I’m thrilled to be able to chat today with Noel Duffy, novelist, poet and screenwriter. I had the pleasure of  meeting him recently when I was in Dublin over Easter. It’s always a bit scary to meet a fellow writer, especially when you admire their work as much as I have come to admire Noel’s. But I’m happy to say he’s all that a talented, professional and fun contemporary writer should be. And now he has a new poetry collection published by Ward Wood called In The Library of Lost Objects.

Noel Duffy was born in Dublin in 1971, which puts him just a few minutes younger than I am (ahem). He’ll divulge more about his background in our discussion below, but professionally so far he has co-edited, with Theo Dorgan, Watching the River Flow: A Century in Irish Poetry (Poetry Ireland/Poetry Society,1999) and has also published a collection of two novellas, The Return Journey & Our Friends Electric (Ward Wood, 2011).  Noel has also discovered the joys of blogging. You can follow him here.

Noel and I share a tendency towards the cross-genre, if you know what I mean, and so I was eager to hear his thoughts on the whys and hows of writing in as many genres as he does. He has also done an MFA in Creative Writing, and I was eager to hear his thoughts about that, too. He’s also a fellow science nerd, so our chat got a bit long, but stick with it. You won’t be sorry:

Sue:  Some writers concentrate on one genre, others like you and me, write across several.
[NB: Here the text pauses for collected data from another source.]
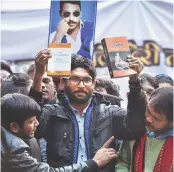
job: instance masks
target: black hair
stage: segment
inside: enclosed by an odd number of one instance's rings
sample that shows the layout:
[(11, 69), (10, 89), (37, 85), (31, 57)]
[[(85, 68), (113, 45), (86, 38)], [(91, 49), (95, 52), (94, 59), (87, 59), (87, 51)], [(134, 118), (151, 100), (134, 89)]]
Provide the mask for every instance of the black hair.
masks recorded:
[(97, 78), (95, 88), (103, 87), (106, 89), (107, 94), (111, 94), (120, 97), (120, 88), (111, 79)]
[(1, 125), (7, 130), (12, 122), (23, 127), (25, 120), (33, 116), (39, 117), (40, 114), (40, 106), (26, 95), (13, 93), (1, 98)]
[(36, 70), (36, 65), (35, 63), (32, 63), (27, 70), (27, 75), (30, 76), (30, 74), (35, 72), (35, 70)]
[(8, 93), (22, 93), (28, 95), (31, 78), (25, 73), (13, 73), (1, 82), (1, 96)]
[(79, 5), (79, 7), (80, 7), (80, 10), (81, 10), (81, 2), (80, 1), (73, 1), (73, 0), (71, 0), (71, 1), (61, 1), (60, 0), (60, 14), (62, 13), (62, 9), (63, 9), (63, 5), (65, 4), (65, 3), (70, 3), (70, 4), (74, 4), (74, 5)]
[(173, 91), (172, 86), (157, 88), (149, 99), (154, 110), (166, 115), (169, 121), (173, 121)]
[[(105, 79), (105, 78), (97, 78), (95, 89), (97, 87), (102, 87), (106, 89), (107, 94), (120, 97), (120, 87), (119, 85), (115, 84), (111, 79)], [(121, 106), (121, 100), (116, 99), (114, 97), (110, 97), (109, 95), (103, 95), (103, 99), (105, 102), (109, 102), (112, 105), (118, 105)]]
[(0, 60), (0, 63), (1, 63), (1, 70), (5, 70), (5, 71), (9, 72), (10, 74), (13, 73), (10, 65), (6, 61)]
[(157, 79), (158, 84), (169, 83), (171, 86), (173, 86), (173, 79), (166, 74), (158, 74), (155, 76), (155, 78)]
[(141, 84), (143, 84), (143, 82), (145, 82), (145, 81), (148, 81), (154, 89), (157, 89), (159, 87), (157, 79), (147, 73), (141, 74), (140, 78), (141, 78), (141, 80), (140, 80)]
[(87, 70), (89, 75), (92, 77), (93, 81), (95, 80), (97, 73), (96, 73), (96, 69), (95, 69), (92, 61), (90, 61), (86, 57), (82, 57), (79, 54), (72, 54), (72, 56), (71, 56), (71, 70), (74, 70), (78, 67), (84, 68), (85, 70)]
Although you are just now launching your first full length poetry collection, you have already published two (wonderful) novellas with Ward Wood. So I’m wondering, did fiction come before poetry or did you always write both at the same time?
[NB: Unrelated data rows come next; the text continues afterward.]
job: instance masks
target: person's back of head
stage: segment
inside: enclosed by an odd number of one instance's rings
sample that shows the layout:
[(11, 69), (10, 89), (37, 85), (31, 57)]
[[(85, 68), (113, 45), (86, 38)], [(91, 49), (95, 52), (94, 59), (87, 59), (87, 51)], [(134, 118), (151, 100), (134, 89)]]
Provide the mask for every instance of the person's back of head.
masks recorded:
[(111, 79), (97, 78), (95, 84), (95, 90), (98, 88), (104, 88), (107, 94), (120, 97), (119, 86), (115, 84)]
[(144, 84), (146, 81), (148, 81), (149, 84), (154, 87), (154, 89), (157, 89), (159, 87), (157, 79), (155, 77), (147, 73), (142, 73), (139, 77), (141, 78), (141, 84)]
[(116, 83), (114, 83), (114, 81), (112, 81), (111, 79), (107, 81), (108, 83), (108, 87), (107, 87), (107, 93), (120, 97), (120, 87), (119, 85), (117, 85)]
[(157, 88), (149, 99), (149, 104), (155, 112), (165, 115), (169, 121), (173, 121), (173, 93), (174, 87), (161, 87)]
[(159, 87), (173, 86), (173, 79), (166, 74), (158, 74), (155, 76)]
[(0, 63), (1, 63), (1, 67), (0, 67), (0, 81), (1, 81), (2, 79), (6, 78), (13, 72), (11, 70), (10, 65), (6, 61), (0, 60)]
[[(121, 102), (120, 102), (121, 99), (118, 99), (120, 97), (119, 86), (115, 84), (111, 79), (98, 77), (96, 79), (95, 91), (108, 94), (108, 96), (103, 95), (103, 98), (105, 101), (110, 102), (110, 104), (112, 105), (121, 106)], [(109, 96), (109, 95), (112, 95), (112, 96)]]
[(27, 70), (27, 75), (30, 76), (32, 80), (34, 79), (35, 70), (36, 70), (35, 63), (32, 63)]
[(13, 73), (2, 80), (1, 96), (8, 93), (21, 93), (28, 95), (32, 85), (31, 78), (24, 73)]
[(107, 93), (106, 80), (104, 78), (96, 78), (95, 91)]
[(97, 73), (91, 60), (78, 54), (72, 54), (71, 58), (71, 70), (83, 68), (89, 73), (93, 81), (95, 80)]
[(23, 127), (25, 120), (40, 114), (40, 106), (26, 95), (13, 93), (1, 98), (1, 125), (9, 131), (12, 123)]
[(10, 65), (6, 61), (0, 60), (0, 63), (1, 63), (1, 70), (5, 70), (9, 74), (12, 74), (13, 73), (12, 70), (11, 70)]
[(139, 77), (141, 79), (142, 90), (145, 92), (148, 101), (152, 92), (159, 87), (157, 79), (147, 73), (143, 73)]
Noel: Poetry came first. Most definitely. I studied Experimental Physics and did well, and after graduation I joined a PhD student doing research as part of the Human Genome Project. To be honest, that’s not as special as it sounds as nearly every university department was doing some form of research related to this global project (there was a lot of funding made available at the time). I realised very quickly that the laboratory wasn’t my natural habitat. Like most young people at a loose end, I decided to do teacher training. I also very rapidly realised that wasn’t for me either and the only thing that kept me going was that I had started writing poetry, which I had read through my time in college but not written. This was in 1995. I suppose my progress was quite fast as I published my first poem, ‘Apple’, in the autumn edition of Poetry Ireland Review in the same year. That was a big moment, made bigger by the fact that Seamus Heaney had just won the Nobel Prize and his first published poem after the big event was in the same issue. For a brief period at least, writing poetry seemed a realistic thing to do with your life. Obviously, I continued on writing poetry since that time, though my progress has been painfully slow till the last couple of years, when I’ve learned to be more relaxed about it.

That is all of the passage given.